If you have type 2 diabetes, you may or may not need to use insulin. If your diabetes is fairly mild, you may be able to control it with diet and exercise alone or diet and exercise with pills (and/or the injectable non-insulin medication called Byetta). If your type 2 diabetes is more severe or difficult to control, there’s a good chance you’ll need insulin injections added into your diabetes regimen.
Dr. Grady
Q. How many people have diabetes? Is it hereditary? A. Approximately 7% of the population of the United States had diabetes as of 2005. That was 20.8 million people. About 90% of those with diabetes have type 2 diabetes (formerly known as “adult onset diabetes”), while 10% of those with diabetes have type 1 diabetes (formerly known as “juvenile onset diabetes”). The statistics vary among different ethnic groups and in different countries.
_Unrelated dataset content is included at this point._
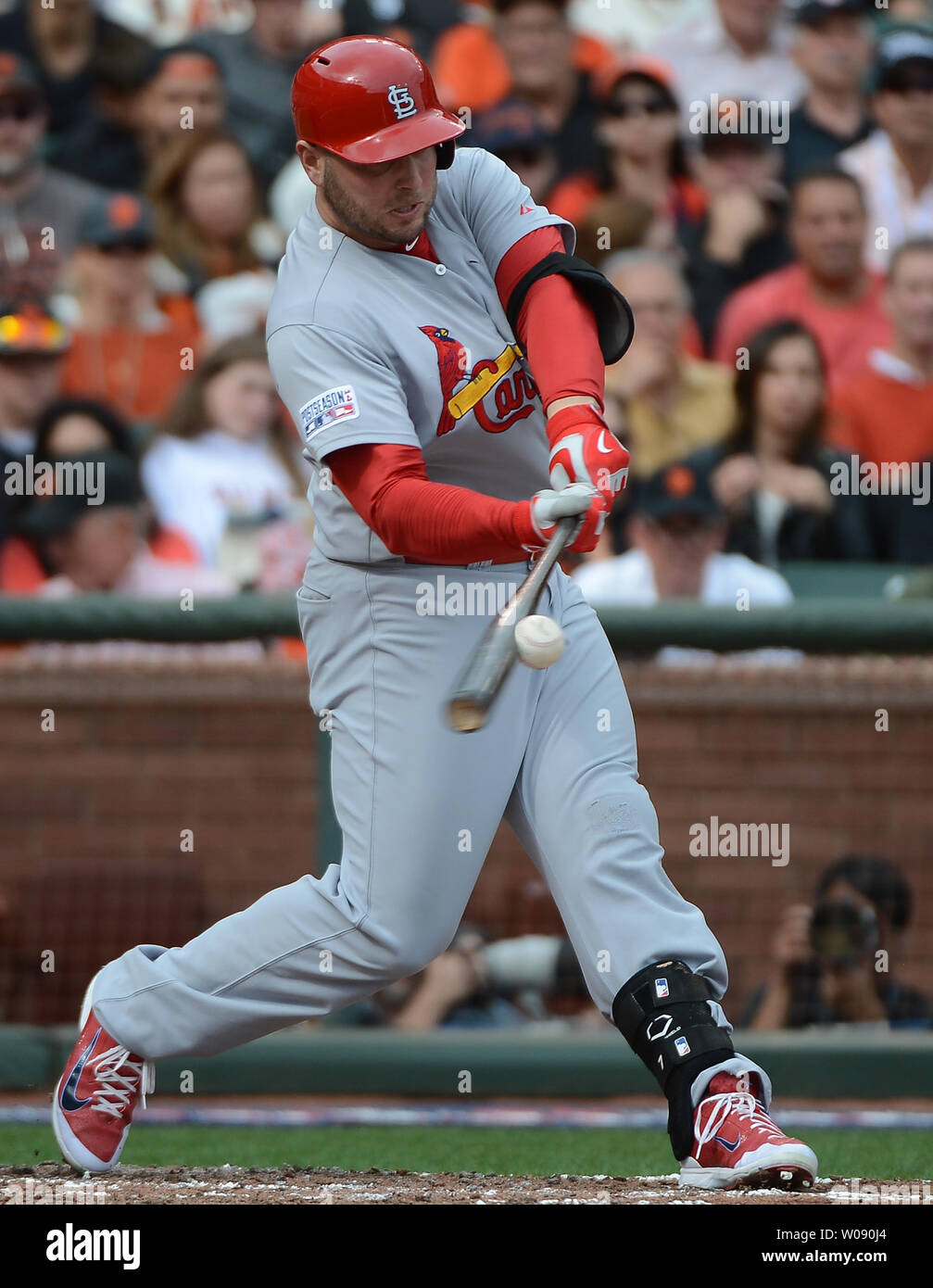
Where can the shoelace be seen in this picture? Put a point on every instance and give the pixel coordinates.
(744, 1105)
(119, 1079)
The number of people with diabetes in the United States has been increasing over the years as average weight of Americans has gone up. The higher a person’s weight, the more insulin resistance he or she will tend to have – as discussed in our cartoons.
There is a hereditary component to diabetes, but like many medical conditions, having the genes alone will not cause the condition. There must be environmental triggers in addition to the having the diabetes genes in order to develop diabetes. For example, a person may have the genes to develop type 2 diabetes, but she or he may not actually develop diabetes unless their weight is high and/or they lack physical activity.
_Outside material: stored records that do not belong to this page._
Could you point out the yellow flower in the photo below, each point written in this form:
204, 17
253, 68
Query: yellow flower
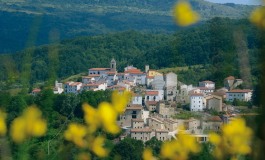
180, 148
214, 138
234, 140
76, 133
18, 132
184, 15
258, 17
29, 124
148, 155
97, 147
2, 123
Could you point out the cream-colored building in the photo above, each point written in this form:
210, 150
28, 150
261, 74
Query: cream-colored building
192, 125
151, 105
143, 134
212, 124
131, 112
162, 135
242, 95
170, 125
137, 123
155, 123
165, 109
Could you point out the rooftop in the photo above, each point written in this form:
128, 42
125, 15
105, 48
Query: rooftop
151, 102
230, 78
99, 69
239, 91
215, 119
141, 130
151, 92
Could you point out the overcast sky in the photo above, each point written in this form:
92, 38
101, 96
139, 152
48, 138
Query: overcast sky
249, 2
Even for type 1 diabetes, you must have both the diabetes genes as well as some sort of environmental trigger in order to actually develop diabetes. As an example, if one twin in a set of identical twins (they have identical genes) develops type 1 diabetes, the other twin has only a 50% chance of developing type 1 diabetes – not a 100% chance. This means some sort of environmental factors must be triggering the diabetes in those who have the genes.